Weight: More than Just Ins and Outs
Updated: Apr 13
In the pursuit of weight-loss, we tend to oversimplify and believe that eating less and moving more will surely guarantee results. Although there is some basic truth to this belief, many factors influence the equation. In this brief overview, I will define what “calories in” and “calories out” means, as well as some of the factors that can influence these numbers.

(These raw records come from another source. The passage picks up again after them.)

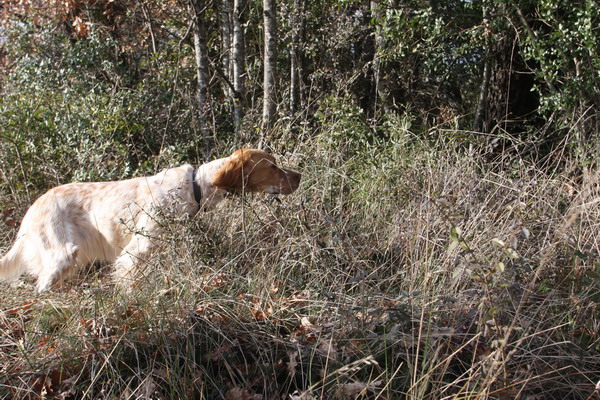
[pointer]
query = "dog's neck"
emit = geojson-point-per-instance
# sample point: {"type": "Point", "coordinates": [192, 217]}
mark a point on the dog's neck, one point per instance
{"type": "Point", "coordinates": [204, 176]}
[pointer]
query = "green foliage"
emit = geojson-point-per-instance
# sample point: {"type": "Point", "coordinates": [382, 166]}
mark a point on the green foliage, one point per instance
{"type": "Point", "coordinates": [564, 46]}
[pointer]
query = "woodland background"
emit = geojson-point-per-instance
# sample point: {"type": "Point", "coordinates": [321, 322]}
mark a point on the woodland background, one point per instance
{"type": "Point", "coordinates": [444, 242]}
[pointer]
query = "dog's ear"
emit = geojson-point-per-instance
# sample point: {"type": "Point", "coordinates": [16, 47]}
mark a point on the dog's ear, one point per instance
{"type": "Point", "coordinates": [233, 175]}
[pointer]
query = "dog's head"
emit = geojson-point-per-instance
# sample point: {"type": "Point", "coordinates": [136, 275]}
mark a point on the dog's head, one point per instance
{"type": "Point", "coordinates": [252, 170]}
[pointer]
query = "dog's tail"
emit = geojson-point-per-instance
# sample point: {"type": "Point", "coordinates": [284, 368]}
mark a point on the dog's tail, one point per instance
{"type": "Point", "coordinates": [10, 265]}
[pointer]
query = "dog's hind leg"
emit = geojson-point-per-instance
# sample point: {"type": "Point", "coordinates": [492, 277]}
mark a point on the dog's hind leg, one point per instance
{"type": "Point", "coordinates": [136, 252]}
{"type": "Point", "coordinates": [57, 264]}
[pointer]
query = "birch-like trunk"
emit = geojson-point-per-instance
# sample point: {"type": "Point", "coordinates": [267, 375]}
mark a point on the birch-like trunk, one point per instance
{"type": "Point", "coordinates": [270, 68]}
{"type": "Point", "coordinates": [238, 56]}
{"type": "Point", "coordinates": [198, 8]}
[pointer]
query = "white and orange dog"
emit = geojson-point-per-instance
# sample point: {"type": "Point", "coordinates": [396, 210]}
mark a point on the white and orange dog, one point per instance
{"type": "Point", "coordinates": [79, 223]}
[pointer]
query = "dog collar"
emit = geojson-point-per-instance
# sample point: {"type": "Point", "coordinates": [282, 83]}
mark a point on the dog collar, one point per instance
{"type": "Point", "coordinates": [197, 189]}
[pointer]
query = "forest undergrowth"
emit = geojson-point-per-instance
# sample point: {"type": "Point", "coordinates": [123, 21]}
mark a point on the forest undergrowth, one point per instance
{"type": "Point", "coordinates": [401, 268]}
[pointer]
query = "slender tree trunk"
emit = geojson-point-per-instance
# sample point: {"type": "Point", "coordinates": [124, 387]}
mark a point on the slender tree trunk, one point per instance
{"type": "Point", "coordinates": [270, 68]}
{"type": "Point", "coordinates": [198, 9]}
{"type": "Point", "coordinates": [294, 69]}
{"type": "Point", "coordinates": [479, 123]}
{"type": "Point", "coordinates": [225, 17]}
{"type": "Point", "coordinates": [238, 56]}
{"type": "Point", "coordinates": [379, 90]}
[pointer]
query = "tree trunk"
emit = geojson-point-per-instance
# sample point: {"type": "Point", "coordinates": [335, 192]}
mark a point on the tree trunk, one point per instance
{"type": "Point", "coordinates": [225, 17]}
{"type": "Point", "coordinates": [270, 67]}
{"type": "Point", "coordinates": [480, 122]}
{"type": "Point", "coordinates": [198, 9]}
{"type": "Point", "coordinates": [294, 69]}
{"type": "Point", "coordinates": [238, 56]}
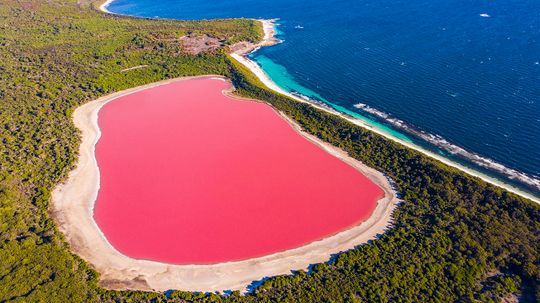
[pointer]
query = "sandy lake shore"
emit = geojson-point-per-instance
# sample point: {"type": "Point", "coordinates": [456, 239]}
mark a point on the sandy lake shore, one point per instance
{"type": "Point", "coordinates": [269, 39]}
{"type": "Point", "coordinates": [72, 208]}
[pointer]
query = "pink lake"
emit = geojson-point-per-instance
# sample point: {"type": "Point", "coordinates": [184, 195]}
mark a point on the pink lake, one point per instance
{"type": "Point", "coordinates": [191, 176]}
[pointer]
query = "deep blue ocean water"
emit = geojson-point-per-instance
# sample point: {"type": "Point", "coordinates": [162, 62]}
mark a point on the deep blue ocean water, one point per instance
{"type": "Point", "coordinates": [460, 77]}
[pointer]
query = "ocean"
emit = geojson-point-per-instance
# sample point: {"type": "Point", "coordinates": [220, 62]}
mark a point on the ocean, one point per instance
{"type": "Point", "coordinates": [459, 77]}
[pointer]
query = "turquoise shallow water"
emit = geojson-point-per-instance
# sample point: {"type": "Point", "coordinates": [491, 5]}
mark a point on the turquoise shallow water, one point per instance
{"type": "Point", "coordinates": [461, 78]}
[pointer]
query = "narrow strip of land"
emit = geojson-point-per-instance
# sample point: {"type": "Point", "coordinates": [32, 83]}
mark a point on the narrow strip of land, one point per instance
{"type": "Point", "coordinates": [73, 203]}
{"type": "Point", "coordinates": [240, 55]}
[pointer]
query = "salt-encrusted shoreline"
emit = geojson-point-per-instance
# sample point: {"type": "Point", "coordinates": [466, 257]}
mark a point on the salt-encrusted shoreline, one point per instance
{"type": "Point", "coordinates": [73, 203]}
{"type": "Point", "coordinates": [269, 39]}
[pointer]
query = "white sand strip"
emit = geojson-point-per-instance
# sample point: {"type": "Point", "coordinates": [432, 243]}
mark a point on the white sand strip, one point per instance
{"type": "Point", "coordinates": [73, 203]}
{"type": "Point", "coordinates": [268, 26]}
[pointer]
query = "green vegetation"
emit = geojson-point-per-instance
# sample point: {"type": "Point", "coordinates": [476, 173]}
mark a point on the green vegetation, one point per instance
{"type": "Point", "coordinates": [455, 238]}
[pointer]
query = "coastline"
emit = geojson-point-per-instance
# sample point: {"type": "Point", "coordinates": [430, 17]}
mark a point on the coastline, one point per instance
{"type": "Point", "coordinates": [73, 203]}
{"type": "Point", "coordinates": [268, 26]}
{"type": "Point", "coordinates": [103, 6]}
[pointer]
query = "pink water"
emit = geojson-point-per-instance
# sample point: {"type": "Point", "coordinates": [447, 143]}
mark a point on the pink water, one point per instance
{"type": "Point", "coordinates": [190, 176]}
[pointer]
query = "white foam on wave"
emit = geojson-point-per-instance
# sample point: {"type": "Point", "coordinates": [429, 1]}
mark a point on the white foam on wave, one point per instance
{"type": "Point", "coordinates": [443, 144]}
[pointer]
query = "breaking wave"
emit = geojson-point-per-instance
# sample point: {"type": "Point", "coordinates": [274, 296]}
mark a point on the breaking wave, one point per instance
{"type": "Point", "coordinates": [453, 149]}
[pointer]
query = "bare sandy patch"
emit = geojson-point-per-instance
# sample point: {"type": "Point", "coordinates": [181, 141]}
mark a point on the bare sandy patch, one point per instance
{"type": "Point", "coordinates": [73, 203]}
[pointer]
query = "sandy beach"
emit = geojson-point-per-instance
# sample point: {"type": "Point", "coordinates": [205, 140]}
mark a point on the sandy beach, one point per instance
{"type": "Point", "coordinates": [73, 203]}
{"type": "Point", "coordinates": [268, 26]}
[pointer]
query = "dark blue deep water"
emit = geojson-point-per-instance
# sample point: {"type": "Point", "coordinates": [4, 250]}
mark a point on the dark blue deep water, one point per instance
{"type": "Point", "coordinates": [459, 76]}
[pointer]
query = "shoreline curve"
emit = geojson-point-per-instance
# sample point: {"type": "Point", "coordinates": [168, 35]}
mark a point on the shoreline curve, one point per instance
{"type": "Point", "coordinates": [73, 203]}
{"type": "Point", "coordinates": [241, 56]}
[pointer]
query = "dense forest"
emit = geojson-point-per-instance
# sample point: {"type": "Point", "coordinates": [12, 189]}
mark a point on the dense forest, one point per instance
{"type": "Point", "coordinates": [455, 238]}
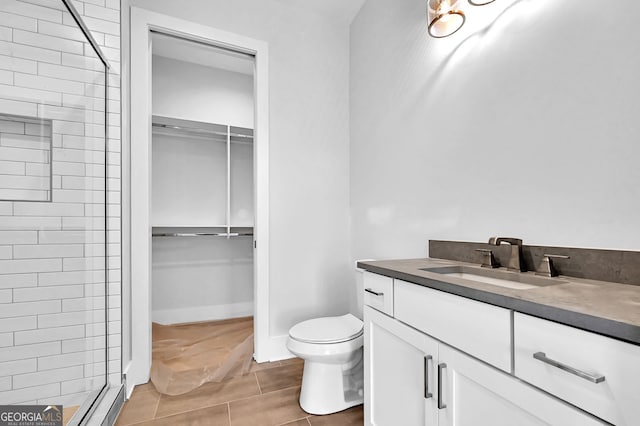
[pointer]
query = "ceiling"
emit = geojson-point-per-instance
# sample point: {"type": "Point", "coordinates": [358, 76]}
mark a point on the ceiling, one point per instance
{"type": "Point", "coordinates": [340, 10]}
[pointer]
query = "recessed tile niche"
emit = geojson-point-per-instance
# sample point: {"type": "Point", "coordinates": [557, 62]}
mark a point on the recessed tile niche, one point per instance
{"type": "Point", "coordinates": [25, 158]}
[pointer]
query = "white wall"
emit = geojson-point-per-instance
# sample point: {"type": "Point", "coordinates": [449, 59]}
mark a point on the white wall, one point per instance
{"type": "Point", "coordinates": [200, 93]}
{"type": "Point", "coordinates": [524, 123]}
{"type": "Point", "coordinates": [308, 69]}
{"type": "Point", "coordinates": [204, 278]}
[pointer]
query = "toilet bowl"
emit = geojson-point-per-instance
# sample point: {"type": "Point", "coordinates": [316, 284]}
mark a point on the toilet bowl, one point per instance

“Calories in” are the total calories from the food and fluids you consume in a day. Simply counting calories, though, doesn’t give us a number that we can really use to understand weight gain or loss. Even if you weigh and measure every thing you eat, this number would only be an estimate of your intake. The FDA allows inaccuracies of up to 20% on label calorie counts, and research shows restaurant nutrition information can be off by 100-300 calories per food item. Other variables that impact “calories in” include nutrient absorption, the thermic effect of different foods, and more.
“Calories out” are the total number of calories you expend in a day, also known as the total daily energy expenditure (TDEE). Calories out include the total calories burned through both your basal metabolic rate (BMR), how much you move in a day (including exercise and other daily movement) and the thermal effect of food.
The BMR refers to the number of calories you would burn completely at rest for 24 hours. These calories are expended to carry out functions essential to survival such as breathing, blood circulation and temperature regulation and may account for up to 70 percent of your TDEE. Your BMR will vary depending on several factors, including age, health status, body size, hormone balance, etc.
The energy you burn during exercise (and for up to 24 hours after exercise) will vary depending on the frequency, intensity, duration and type of exercise you do. In addition, you burn energy doing every day activities such as standing, walking, and fidgeting. The amount of energy you burn during non-exercise specific activities will vary again depending on stress levels, occupation, etc.
Up to 10 percent of total calories expended per day are simply from digesting, absorbing, and distributing nutrients from the food you eat. This percentage will vary depending on the quality of your food choices, frequency and timing of your meals, your GI health, etc.
There are a wide range of recommendations, calculations and tools that promise results by helping you to calculate the number of calories you should consume vs the number of calories you need to burn to achieve weight loss results. Unfortunately, these numbers can be off by as much as 20-30% in young, healthy individuals. As the number of variables increase, the numbers can be off by even more.
Looking beyond the simple calculation of ins and outs, consider working with a healthcare professional trained to help you gain perspective on your unique needs and goals. In understanding the many variables that impact the number on the scale, we can let go of rigid rules and learn to be more in tune with our body, the signals it gives us and how to respond to these signals in healthier ways. Heal your relationship with your body and food to optimize your overall health and well-being.